Questo mio post prende spunto dalle notizie apparse sulla stampa in relazione al terribile incidente aereo capitato a New York sopra il fiume Hudson, dove un elicottero pieno di turisti impegnati ad ammirare Manhattan dall’alto, si è scontrato con un piccolo aereo da turismo; di chi sia la colpa non è dato sapere al momento, ma essendo implicati due mezzi, è chiaro che la responsabilità è di uno dei due, se non di entrambi.
Tra i morti ci sono diversi italiani due dei quali appartengono alla stessa famiglia residente a pochi passi da Bologna: sono padre e figlio e la moglie e madre (Silvia) non figura nella lista dei morti in quanto al momento di organizzare l’escursione, si è tirata indietro dicendo di ”avere paura” e così è rimasta a terra, unico superstite di un gruppo di famiglia arrivato a New York anche per festeggiare il 25mo anniversario del matrimonio di Silvia: non potrà fare la festa del 30mo.
Ed ecco il problema che vorrei trattare: Silvia si è salvata in quanto “ha avuto paura”; ma che cosa è la paura?

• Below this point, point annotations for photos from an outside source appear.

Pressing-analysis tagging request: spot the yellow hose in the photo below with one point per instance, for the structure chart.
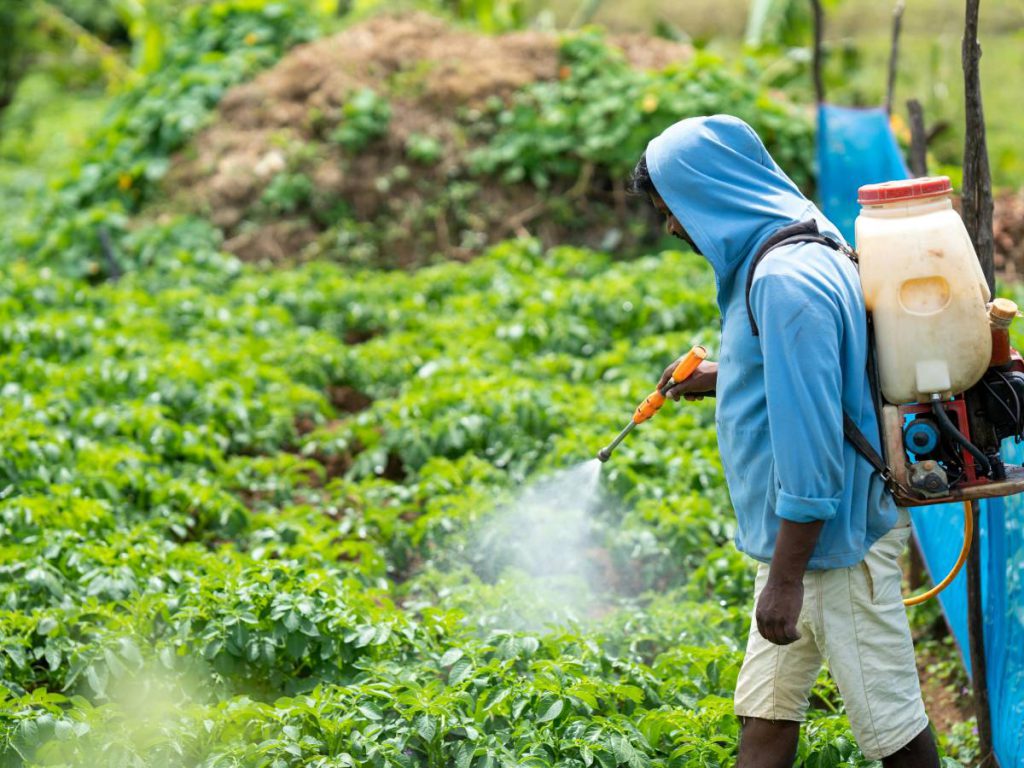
(968, 537)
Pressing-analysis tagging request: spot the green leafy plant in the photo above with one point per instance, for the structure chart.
(365, 117)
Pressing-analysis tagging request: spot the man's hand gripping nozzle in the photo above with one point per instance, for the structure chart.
(655, 399)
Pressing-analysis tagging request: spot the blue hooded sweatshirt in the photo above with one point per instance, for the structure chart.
(780, 394)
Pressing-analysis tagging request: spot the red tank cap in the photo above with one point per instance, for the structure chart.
(911, 188)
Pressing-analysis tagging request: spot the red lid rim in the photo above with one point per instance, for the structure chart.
(904, 190)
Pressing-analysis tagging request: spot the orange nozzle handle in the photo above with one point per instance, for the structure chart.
(683, 371)
(687, 366)
(648, 408)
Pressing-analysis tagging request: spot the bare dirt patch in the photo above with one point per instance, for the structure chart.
(432, 76)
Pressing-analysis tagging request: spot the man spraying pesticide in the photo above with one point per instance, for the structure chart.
(810, 508)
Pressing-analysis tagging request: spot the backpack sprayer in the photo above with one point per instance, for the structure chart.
(948, 387)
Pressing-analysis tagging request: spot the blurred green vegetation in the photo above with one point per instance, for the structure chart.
(857, 39)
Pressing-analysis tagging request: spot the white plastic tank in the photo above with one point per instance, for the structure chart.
(925, 289)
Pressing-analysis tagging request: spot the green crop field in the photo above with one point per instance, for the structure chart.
(316, 512)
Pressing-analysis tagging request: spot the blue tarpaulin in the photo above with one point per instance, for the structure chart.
(855, 147)
(939, 529)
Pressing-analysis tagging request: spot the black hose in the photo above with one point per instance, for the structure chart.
(945, 425)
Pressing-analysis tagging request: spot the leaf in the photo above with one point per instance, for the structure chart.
(460, 671)
(371, 712)
(426, 727)
(451, 656)
(46, 626)
(548, 711)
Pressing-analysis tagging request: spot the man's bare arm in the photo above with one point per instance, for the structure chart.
(781, 598)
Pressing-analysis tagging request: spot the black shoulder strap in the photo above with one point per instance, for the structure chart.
(802, 231)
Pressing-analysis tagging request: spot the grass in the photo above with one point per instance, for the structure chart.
(40, 136)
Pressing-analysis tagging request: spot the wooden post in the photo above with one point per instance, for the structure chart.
(977, 177)
(894, 56)
(819, 32)
(919, 138)
(977, 207)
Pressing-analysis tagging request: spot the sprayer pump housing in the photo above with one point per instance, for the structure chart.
(948, 386)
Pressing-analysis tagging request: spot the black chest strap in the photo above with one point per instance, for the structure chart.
(802, 231)
(807, 231)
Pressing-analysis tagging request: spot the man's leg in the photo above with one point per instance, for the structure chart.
(769, 743)
(867, 644)
(772, 687)
(921, 753)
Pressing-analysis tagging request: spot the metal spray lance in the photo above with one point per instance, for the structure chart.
(653, 401)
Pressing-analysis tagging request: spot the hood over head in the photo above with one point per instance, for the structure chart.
(719, 180)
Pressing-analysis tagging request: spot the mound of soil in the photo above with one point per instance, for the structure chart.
(380, 207)
(400, 212)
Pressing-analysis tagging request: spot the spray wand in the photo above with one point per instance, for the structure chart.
(653, 401)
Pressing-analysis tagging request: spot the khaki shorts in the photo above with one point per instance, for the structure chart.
(855, 620)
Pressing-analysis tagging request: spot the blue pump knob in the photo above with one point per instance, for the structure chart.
(921, 436)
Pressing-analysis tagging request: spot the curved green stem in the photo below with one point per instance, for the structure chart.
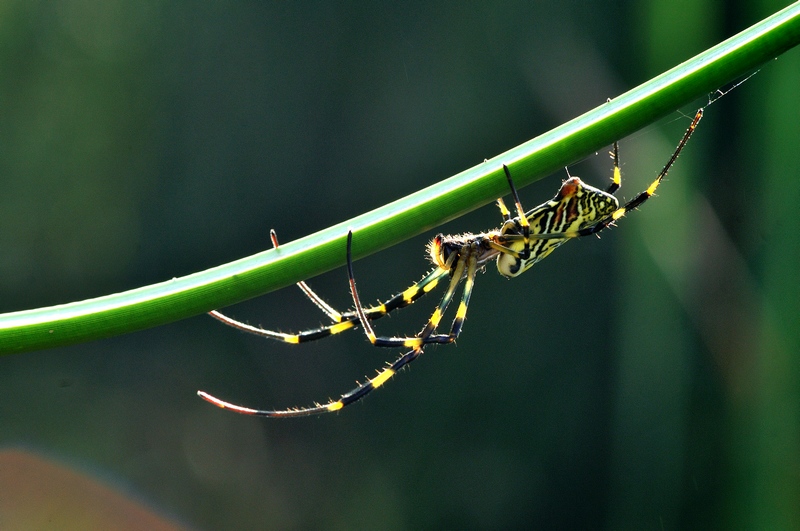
(269, 270)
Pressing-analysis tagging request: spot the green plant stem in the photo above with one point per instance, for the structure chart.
(312, 255)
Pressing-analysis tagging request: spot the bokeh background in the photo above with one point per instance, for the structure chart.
(647, 379)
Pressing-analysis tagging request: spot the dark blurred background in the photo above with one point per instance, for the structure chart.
(644, 380)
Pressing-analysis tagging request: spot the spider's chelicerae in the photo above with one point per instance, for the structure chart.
(577, 210)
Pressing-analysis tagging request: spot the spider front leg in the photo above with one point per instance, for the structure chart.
(341, 320)
(465, 267)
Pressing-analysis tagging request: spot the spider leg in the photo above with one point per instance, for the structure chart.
(466, 262)
(636, 201)
(342, 320)
(616, 179)
(348, 398)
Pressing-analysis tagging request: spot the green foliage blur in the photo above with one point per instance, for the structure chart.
(645, 379)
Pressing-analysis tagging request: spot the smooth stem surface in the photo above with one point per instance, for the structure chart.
(402, 219)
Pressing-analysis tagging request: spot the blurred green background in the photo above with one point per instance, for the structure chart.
(644, 380)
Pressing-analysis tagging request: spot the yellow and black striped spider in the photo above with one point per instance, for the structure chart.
(577, 210)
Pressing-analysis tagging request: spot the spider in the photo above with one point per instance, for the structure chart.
(577, 210)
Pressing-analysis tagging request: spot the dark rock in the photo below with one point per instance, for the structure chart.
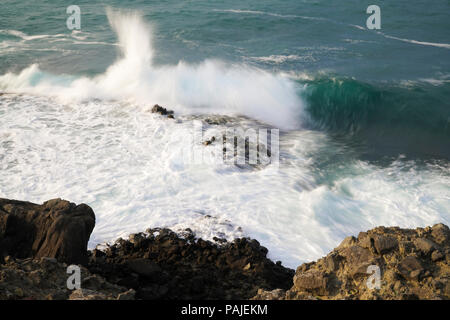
(174, 266)
(57, 228)
(162, 111)
(145, 267)
(441, 234)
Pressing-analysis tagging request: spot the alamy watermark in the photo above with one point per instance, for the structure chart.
(73, 22)
(74, 280)
(374, 20)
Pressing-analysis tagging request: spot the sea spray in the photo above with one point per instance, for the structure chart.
(211, 86)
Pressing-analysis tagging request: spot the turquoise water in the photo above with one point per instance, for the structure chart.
(364, 114)
(378, 84)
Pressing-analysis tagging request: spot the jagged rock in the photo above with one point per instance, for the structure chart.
(277, 294)
(165, 265)
(162, 111)
(57, 228)
(128, 295)
(413, 264)
(46, 279)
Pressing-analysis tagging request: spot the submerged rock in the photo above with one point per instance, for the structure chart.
(57, 228)
(162, 111)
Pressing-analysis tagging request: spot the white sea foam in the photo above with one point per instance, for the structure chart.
(91, 140)
(209, 87)
(127, 164)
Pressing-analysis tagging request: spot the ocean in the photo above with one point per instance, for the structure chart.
(363, 115)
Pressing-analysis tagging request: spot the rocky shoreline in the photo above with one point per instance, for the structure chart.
(38, 242)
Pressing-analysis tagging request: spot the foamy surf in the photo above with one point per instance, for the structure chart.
(92, 140)
(212, 86)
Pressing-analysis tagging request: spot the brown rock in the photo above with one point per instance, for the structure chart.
(410, 268)
(312, 281)
(424, 245)
(441, 233)
(384, 244)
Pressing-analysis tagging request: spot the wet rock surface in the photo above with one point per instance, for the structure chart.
(413, 264)
(46, 279)
(162, 111)
(57, 228)
(161, 265)
(37, 242)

Vediamo dal Devoto Oli come viene definita: “stato emotivo di repulsione e di apprensione in prossimità di un vero o presunto pericolo”.
A leggere la definizione sembrerebbe quasi che si fosse in presenza di una “veggenza di pericolo”, cioè – dalla nostra immaginazione o dal nostro inconscio – scaturisce una o più immagini che si compongono a formare la scena del pericolo; Silvia, infatti, non può avere genericamente “paura di volare”, in quanto dall’Italia all’America è giunta con un aereo, ma in quel momento e con quell’oggetto particolare (l’elicottero), la donna non ha avuto il coraggio di salire e affrontare il breve viaggio sul fiume Hudson, con virata attorno alla Statua della Libertà. E si è salvata la vita!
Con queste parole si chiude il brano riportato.